Required environment variables:

```bash
export API_BASE_URL="https://router.huggingface.co/v1"
export MODEL_NAME="Qwen/Qwen2.5-72B-Instruct"
export OPENAI_API_KEY="<your_openai_compatible_api_key>"
# Optional fallback:
export HF_TOKEN="<your_token>"
```

Docker run (Space/API mode):

```bash
docker build -t cicd-debugger-env .
docker run --rm -p 7860:7860 cicd-debugger-env
```

Server endpoints used by validators:

- `POST /reset`
- `POST /step`
- `GET /state`
- `GET /health`

## 12. Deploy to Hugging Face Space (OpenAI Token)

This repository is already configured for Docker Spaces (`sdk: docker` in this README front matter).

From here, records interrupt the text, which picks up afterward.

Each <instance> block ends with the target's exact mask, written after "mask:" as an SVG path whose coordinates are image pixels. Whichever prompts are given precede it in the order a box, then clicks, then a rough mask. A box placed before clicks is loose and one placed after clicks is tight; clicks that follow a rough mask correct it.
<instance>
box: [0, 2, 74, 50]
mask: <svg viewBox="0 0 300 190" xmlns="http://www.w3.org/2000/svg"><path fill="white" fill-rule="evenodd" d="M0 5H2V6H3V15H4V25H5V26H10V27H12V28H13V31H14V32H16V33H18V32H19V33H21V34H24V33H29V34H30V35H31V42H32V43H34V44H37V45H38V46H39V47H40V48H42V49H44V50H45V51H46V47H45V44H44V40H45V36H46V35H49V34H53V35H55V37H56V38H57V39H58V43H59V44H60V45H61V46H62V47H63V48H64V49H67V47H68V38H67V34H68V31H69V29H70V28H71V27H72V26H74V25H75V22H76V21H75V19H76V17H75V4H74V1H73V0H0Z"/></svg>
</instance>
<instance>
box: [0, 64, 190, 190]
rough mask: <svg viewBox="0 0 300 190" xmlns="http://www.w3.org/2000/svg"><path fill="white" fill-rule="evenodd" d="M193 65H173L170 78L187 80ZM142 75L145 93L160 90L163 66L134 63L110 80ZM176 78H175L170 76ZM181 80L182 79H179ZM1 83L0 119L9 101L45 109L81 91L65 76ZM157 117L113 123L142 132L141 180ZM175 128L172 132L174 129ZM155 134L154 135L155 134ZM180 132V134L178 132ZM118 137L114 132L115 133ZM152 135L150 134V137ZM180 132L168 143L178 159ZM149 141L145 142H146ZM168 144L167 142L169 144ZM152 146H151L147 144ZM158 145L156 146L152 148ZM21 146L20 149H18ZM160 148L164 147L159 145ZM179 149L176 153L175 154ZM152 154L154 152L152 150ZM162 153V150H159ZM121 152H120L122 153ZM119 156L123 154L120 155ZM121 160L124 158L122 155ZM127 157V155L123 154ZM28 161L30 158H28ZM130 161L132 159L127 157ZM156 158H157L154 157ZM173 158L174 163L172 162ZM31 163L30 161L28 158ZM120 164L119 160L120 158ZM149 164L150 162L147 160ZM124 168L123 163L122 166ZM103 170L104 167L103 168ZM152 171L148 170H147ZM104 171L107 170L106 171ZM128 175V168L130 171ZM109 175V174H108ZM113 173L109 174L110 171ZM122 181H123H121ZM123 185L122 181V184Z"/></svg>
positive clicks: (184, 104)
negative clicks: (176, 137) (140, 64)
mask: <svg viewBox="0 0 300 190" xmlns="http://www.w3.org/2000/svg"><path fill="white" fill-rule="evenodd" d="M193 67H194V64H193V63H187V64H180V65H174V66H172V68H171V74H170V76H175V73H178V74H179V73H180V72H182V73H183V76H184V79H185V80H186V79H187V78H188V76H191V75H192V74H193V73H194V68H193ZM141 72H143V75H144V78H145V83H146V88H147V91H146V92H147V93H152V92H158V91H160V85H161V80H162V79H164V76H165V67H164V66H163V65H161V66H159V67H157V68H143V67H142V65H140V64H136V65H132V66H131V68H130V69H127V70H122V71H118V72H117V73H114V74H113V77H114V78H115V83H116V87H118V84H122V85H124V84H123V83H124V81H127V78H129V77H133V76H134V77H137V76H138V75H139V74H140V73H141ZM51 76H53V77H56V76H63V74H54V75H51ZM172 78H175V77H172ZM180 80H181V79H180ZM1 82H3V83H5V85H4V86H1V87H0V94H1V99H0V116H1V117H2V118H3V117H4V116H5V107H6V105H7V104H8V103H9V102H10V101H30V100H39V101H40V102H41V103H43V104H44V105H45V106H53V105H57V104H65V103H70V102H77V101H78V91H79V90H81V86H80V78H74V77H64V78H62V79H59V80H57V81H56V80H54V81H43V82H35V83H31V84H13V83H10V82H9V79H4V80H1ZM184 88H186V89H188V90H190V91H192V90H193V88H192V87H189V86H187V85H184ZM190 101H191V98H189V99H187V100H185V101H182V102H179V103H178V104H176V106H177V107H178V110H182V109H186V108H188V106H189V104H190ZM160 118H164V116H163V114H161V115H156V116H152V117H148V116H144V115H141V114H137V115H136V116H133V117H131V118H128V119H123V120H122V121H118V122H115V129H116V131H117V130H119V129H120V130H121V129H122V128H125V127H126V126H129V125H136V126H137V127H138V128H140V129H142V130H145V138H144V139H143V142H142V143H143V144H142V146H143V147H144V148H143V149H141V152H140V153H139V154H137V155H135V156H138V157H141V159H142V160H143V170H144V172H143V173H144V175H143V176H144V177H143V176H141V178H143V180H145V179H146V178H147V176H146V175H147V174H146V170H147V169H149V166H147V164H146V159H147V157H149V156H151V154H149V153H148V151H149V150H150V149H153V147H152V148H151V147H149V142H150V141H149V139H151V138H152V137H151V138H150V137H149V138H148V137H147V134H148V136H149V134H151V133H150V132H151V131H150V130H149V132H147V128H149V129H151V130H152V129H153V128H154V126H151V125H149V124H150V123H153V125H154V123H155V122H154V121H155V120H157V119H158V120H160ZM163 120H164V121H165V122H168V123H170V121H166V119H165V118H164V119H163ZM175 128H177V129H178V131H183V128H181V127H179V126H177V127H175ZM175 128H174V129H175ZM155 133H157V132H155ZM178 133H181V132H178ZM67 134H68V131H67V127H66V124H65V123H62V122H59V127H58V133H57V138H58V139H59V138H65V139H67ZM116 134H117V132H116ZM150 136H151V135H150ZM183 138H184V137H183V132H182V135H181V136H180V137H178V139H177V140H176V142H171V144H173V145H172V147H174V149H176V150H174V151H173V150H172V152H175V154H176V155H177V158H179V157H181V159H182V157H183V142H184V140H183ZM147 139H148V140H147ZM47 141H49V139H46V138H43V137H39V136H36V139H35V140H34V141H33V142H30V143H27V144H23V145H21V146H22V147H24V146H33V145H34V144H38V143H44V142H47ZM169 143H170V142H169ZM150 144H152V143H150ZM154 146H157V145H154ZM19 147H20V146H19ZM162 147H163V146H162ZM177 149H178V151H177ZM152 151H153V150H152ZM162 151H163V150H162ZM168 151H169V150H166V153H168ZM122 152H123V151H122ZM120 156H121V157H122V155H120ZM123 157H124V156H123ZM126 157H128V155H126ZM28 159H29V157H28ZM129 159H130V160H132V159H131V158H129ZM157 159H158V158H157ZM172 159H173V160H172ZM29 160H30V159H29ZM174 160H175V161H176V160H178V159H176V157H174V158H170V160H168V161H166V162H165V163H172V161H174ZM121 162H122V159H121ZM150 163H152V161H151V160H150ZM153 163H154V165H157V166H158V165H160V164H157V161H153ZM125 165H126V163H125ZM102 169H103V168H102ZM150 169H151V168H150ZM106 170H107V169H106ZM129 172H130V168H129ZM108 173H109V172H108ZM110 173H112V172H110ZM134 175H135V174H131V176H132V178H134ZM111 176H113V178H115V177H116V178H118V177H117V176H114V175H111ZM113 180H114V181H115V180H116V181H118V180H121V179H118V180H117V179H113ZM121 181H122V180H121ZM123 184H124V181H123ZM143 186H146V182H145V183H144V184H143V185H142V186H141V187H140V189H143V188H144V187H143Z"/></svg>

1. Create a new Hugging Face Space with SDK set to `Docker`.
2. Push this repository to the Space git remote.
3. In Space Settings -> Variables and secrets, add these Secrets:

```text
OPENAI_API_KEY=<your_openai_access_token>
API_BASE_URL=https://api.openai.com/v1
MODEL_NAME=gpt-4o-mini
```

4. Optional Secrets:

```text
HF_TOKEN=<optional_fallback_token>
OFFLINE_INFERENCE=0
MAX_STEPS=8
TEMPERATURE=0.2
MAX_TOKENS=120
```

5. Keep the app port as `7860` (already configured).
6. Wait for build completion, then verify:

```bash
curl -sS https://<your-space-name>.hf.space/health
curl -sS -X POST https://<your-space-name>.hf.space/reset -H 'Content-Type: application/json' -d '{}'
```

Notes:

- `.env.example` is for local development reference only. Hugging Face Spaces use Secrets/Variables from Space Settings.
- Runtime code reads `OPENAI_API_KEY` first and falls back to `HF_TOKEN` when `OPENAI_API_KEY` is not provided.

## 13. One-line Presentation Summary

We built an OpenEnv-compliant reinforcement learning environment where AI agents learn to debug real CI/CD pipelines using multi-step reasoning, hybrid grading, anti-hacking safeguards, and robust reward shaping.